In the past summer, Darius Kamal, EOAS Ph.D. student in Geological Sciences supervised by Dr. Kenneth Hickey, went on fieldwork in the Mackenzie Mountains, western central Yukon.

“The focus of my research is on the world-class Howard's Pass Zn-Pb district located on the border of the Yukon and the Northwest Territories,” said Darius. The cluster of 15 deposits is the world's largest undeveloped Zn-Pb resource, but despite decades of geological work, the structural geometry and kinematic history of the deposits and surrounding region are poorly understood. To understand what happened in the past for the deposits, Darius is undertaking a project to define the geometry and kinematic evolution of Neoproterozoic to the latest Paleozoic rocks in the region between Macmillan Pass and Howard’s Pass in the Selwyn Mountains.

During the fieldwork this summer, Darius collected data to assess the role that faults on the margin of NW Laurentia in the Siluro-Devonian may have played in the localization of shale-hosted massive sulfide Zn-Pb deposits, and whether these faults were preferentially reactivated and controlled the pattern of crustal shortening during the Cretaceous Cordilleran orogeny. He is also looking at the chemical, mineralogical and textural effect of Cordilleran deformation of the Zn-Pb orebodies themselves, especially the remobilization of sphalerite.

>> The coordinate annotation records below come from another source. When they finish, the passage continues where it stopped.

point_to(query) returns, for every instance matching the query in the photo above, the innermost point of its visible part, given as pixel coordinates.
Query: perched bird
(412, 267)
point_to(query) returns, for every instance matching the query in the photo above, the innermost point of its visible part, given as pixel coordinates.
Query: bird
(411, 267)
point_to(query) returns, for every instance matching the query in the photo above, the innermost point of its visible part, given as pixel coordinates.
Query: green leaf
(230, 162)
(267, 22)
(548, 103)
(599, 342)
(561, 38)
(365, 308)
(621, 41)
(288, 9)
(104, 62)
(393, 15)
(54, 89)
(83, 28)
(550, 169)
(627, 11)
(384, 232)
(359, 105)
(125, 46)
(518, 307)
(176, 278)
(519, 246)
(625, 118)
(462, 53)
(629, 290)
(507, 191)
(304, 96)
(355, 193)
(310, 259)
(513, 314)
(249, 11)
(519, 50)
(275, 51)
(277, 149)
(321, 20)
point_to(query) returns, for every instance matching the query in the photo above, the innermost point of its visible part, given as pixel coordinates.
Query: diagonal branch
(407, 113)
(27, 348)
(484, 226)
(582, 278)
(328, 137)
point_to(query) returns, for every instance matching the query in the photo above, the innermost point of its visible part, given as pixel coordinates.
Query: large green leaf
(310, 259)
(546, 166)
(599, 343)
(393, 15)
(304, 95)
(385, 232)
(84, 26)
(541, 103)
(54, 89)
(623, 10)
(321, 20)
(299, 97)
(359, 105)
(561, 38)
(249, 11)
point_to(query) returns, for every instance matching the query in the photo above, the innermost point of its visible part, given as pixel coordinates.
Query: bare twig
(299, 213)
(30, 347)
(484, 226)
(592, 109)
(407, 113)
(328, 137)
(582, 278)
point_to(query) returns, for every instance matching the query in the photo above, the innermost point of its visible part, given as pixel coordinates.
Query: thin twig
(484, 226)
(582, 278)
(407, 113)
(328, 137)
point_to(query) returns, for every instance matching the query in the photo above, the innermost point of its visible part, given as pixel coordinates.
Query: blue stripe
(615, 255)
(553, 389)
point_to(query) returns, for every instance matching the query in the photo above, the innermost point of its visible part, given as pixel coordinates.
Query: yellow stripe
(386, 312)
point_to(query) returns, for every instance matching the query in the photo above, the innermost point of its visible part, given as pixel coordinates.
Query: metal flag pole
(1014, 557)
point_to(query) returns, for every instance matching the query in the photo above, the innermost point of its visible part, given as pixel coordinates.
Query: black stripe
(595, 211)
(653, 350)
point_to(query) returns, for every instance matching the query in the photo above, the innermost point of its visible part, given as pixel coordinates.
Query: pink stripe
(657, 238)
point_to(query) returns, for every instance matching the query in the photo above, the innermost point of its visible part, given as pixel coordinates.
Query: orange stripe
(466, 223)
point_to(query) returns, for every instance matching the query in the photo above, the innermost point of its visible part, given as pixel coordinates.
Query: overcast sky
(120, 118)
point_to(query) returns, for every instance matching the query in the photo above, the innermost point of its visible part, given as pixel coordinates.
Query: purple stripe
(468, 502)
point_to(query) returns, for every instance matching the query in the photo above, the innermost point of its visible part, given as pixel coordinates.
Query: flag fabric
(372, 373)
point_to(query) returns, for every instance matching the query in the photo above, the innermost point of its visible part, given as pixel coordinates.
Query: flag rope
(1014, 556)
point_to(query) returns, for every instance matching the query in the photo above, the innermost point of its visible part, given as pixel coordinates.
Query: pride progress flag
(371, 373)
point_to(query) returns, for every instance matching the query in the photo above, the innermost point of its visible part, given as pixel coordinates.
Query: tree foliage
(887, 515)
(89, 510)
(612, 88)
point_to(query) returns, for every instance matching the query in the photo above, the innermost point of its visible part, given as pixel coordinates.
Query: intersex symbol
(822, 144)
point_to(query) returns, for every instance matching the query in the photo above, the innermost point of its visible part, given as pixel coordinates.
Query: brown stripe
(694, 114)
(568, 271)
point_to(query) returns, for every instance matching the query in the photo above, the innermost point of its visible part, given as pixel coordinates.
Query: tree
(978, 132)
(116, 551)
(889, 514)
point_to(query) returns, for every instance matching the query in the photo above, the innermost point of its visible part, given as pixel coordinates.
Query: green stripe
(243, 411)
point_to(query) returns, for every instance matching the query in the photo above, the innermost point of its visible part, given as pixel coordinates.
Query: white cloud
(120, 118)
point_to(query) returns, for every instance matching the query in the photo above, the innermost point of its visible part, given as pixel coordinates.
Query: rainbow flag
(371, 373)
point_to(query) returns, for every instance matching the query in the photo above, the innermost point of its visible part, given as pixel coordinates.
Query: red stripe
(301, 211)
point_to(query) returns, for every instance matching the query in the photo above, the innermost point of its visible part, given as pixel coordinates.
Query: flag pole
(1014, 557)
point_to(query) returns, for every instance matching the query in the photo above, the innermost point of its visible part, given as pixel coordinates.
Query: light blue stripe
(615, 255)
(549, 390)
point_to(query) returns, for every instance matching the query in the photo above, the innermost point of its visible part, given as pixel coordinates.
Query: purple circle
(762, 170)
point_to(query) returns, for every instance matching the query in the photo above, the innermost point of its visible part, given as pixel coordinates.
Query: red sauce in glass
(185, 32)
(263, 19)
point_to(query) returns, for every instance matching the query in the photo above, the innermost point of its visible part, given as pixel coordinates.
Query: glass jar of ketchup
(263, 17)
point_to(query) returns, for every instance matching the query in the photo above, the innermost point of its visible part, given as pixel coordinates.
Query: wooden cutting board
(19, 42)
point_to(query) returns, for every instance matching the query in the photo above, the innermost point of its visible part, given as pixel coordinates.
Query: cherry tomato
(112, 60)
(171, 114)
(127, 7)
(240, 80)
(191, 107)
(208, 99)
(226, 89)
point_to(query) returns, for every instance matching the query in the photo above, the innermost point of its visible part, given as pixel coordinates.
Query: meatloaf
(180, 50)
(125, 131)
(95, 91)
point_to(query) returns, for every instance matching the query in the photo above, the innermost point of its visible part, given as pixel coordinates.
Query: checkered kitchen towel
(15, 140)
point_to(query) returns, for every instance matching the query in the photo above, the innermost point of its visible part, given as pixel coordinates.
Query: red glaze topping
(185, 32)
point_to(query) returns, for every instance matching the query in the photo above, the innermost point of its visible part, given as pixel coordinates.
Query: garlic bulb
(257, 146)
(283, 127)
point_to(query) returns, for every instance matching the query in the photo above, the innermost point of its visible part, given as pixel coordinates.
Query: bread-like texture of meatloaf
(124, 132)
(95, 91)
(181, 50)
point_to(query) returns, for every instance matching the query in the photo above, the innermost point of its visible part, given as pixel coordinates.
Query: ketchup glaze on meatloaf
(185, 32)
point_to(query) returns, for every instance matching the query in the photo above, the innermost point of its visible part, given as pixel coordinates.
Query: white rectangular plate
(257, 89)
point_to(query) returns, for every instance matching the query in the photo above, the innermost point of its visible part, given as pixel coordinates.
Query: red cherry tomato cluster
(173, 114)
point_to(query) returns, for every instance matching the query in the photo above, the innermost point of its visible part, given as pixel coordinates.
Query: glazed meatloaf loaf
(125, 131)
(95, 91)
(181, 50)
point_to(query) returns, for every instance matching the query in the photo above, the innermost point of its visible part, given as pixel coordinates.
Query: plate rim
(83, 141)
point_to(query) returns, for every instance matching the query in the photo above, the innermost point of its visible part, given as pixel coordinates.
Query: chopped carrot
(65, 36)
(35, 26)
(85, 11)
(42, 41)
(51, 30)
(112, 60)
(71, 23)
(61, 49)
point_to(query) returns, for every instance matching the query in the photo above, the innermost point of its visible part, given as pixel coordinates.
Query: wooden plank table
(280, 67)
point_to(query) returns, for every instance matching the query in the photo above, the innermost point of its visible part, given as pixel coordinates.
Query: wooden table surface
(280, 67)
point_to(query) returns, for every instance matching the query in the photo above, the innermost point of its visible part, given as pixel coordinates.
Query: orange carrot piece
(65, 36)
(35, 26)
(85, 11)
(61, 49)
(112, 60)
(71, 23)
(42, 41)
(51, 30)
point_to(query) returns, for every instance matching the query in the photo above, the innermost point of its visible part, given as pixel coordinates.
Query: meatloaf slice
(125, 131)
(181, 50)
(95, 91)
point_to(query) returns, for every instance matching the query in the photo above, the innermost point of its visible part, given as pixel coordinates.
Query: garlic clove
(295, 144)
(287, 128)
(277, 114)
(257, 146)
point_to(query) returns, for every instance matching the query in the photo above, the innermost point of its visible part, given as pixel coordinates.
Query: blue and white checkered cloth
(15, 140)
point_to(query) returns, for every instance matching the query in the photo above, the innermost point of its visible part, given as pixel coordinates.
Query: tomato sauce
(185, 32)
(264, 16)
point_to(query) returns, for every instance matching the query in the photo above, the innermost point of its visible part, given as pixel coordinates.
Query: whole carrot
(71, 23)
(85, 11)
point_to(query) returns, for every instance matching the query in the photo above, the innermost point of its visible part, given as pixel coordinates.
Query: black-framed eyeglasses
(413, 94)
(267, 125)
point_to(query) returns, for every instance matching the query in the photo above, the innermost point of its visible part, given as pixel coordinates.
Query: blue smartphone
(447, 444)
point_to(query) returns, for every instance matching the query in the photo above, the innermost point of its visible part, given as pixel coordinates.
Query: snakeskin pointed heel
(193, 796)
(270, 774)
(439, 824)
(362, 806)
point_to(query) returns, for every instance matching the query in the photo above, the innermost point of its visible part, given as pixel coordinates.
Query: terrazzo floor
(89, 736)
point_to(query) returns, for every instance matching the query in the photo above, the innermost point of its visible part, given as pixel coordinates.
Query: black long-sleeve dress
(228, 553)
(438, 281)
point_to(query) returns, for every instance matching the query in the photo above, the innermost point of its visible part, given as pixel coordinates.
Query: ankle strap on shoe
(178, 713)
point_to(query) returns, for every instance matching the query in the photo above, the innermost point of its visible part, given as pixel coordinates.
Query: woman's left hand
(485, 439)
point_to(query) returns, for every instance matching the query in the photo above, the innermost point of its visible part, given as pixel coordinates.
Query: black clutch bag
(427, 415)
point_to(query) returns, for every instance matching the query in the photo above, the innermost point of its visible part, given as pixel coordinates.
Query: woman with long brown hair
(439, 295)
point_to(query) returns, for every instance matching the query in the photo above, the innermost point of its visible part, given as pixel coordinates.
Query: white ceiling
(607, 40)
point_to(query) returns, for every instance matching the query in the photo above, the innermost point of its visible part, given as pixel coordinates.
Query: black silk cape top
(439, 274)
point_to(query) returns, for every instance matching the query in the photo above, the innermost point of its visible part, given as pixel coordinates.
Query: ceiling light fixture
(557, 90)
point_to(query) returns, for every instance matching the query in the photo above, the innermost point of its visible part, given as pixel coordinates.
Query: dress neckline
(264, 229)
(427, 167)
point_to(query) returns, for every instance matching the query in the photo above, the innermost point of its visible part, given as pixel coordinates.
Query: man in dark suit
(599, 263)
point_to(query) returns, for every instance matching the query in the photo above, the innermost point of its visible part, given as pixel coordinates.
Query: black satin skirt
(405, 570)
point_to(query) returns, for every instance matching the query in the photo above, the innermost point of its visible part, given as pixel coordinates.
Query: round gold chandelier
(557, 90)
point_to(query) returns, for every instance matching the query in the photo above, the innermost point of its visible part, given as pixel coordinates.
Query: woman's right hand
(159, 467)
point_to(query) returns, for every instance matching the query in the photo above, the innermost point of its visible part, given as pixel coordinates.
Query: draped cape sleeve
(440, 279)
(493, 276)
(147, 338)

“This study will help constrain the role deformation plays in affecting the geometry, distribution, and economic viability of shale-hosted massive sulfide deposits. It will contribute new lithostratigraphic and structural maps towards future exploration within the Selwyn basin and provide useful analogies for exploration within other inverted sedimentary basins globally,” said Darius.